47 U.S.C. 151, 152, 154, 201(b), 257, 302a, 303(r), 312, 333, 503 and 1753.

**47 CFR Part 8**

3. Revise the heading for subpart A to read as follows:

**Subpart A—Broadband Transparency**

§ 8.1

**47 CFR Part 8**

4. Remove § 8.1.

§ 8.2

**47 CFR Part 8**

5. Redesignate § 8.2 as § 8.1.

**47 CFR Part 8**

6. Amend newly redesignated § 8.1 by revising paragraph (a) introductory text and paragraph (b), and adding paragraph (c) to read as follows:

§ 8.1

(a) Any person providing broadband internet access service shall publicly disclose accurate information regarding the network management practices, performance characteristics, and commercial terms of its broadband internet access services sufficient to enable consumers to make informed choices regarding the purchase and use of such services and entrepreneurs and other small businesses to develop, market, and maintain internet offerings. Such disclosure shall be made via a publicly available, easily accessible website or through transmittal to the Commission.

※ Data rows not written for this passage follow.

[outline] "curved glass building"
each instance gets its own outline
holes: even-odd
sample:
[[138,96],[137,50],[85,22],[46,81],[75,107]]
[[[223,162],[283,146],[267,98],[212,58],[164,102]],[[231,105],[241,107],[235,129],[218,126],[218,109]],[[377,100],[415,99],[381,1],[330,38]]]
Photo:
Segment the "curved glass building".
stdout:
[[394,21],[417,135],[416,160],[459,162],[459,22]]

(b) Broadband internet access service is a mass-market retail service by wire or radio that provides the capability to transmit data to and receive data from all or substantially all internet endpoints, including any capabilities that are incidental to and enable the operation of the communications service, but excluding dial-up internet access service. This term also encompasses any service that the Commission finds to be providing a functional equivalent of the service described in the previous sentence or that is used to evade the protections set forth in this part. For purposes of paragraphs (a)(1) through (6) of this section, “mass-market” services exclude service offerings customized for the customer through individually negotiated agreements even when the services are supported by federal universal service support.

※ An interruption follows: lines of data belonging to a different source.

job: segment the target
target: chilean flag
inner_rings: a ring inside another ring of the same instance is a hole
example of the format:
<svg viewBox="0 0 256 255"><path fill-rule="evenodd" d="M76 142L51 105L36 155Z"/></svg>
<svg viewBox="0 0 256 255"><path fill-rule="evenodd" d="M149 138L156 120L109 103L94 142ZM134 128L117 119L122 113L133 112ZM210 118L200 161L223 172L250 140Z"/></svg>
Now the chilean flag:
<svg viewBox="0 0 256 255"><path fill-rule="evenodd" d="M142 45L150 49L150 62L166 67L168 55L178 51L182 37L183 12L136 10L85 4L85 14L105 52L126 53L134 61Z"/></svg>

(c) A network management practice is reasonable if it is appropriate and tailored to achieving a legitimate network management purpose, taking into account the particular network architecture and technology of the broadband internet access service.

§§ 8.3 and 8.6

**47 CFR Part 8**

7. Remove §§ 8.3 and 8.6.

**PART 20—COMMERCIAL MOBILE SERVICES**

**47 CFR Part 20**

8. The authority citation for part 20 is revised to read as follows:

**Authority:**

47 U.S.C. 151, 152(a), 154(i), 155, 157, 160, 201, 214, 222, 251(e), 301, 302a, 303, 303(b), 303(r), 307, 307(a), 309, 309(j)(3), 316, 316(a), 332, 610, 615, 615a, 615b, and 615c, unless otherwise noted.

**47 CFR Part 20**

9. Amend § 20.3 by:

a. In the definition of “ *Commercial mobile radio service”,* revising paragraph (2);

b. In the definition of *“Interconnected service”,* revising paragraph (1); and

c. Revising the definition of “ *Public switched network”.*

The revisions to read as follows:

§ 20.3

*Commercial mobile radio service.* * * *

(2) The functional equivalent of such a mobile service described in paragraph (1) of this definition.

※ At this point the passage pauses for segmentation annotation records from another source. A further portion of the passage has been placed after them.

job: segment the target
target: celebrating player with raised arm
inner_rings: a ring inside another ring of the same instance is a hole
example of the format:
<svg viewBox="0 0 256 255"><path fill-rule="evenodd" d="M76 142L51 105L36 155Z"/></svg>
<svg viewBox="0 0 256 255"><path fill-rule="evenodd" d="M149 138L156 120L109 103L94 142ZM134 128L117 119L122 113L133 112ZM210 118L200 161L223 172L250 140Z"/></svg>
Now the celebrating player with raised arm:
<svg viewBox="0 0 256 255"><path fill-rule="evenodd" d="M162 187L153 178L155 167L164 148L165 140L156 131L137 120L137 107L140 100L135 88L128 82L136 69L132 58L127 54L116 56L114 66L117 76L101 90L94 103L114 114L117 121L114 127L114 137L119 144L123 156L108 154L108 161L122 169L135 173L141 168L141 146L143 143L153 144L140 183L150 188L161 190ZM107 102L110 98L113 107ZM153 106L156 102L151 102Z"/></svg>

*Interconnected service.* * * *

(1) That is interconnected with the public switched network, or interconnected with the public switched network through an interconnected service provider, that gives subscribers the capability to communicate to or receive communication from all other users on the public switched network; or

*Public switched network.* Any common carrier switched network, whether by wire or radio, including local exchange carriers, interexchange carriers, and mobile service providers, that uses the North American Numbering Plan in connection with the provision of switched services.

**PART 51—INTERCONNECTION**

**47 CFR Part 51**

10. The authority citation for part 51 continues to read as follows:

**Authority:**

47 U.S.C. 151-55, 201-05, 207-09, 218, 225-27, 251-52, 271, 332 unless otherwise noted.

§§ 51.303, 51.405, 51.513, and 51.611

**47 CFR Part 51**

11. Remove and reserve §§ 51.303, 51.405, 51.513, and 51.611.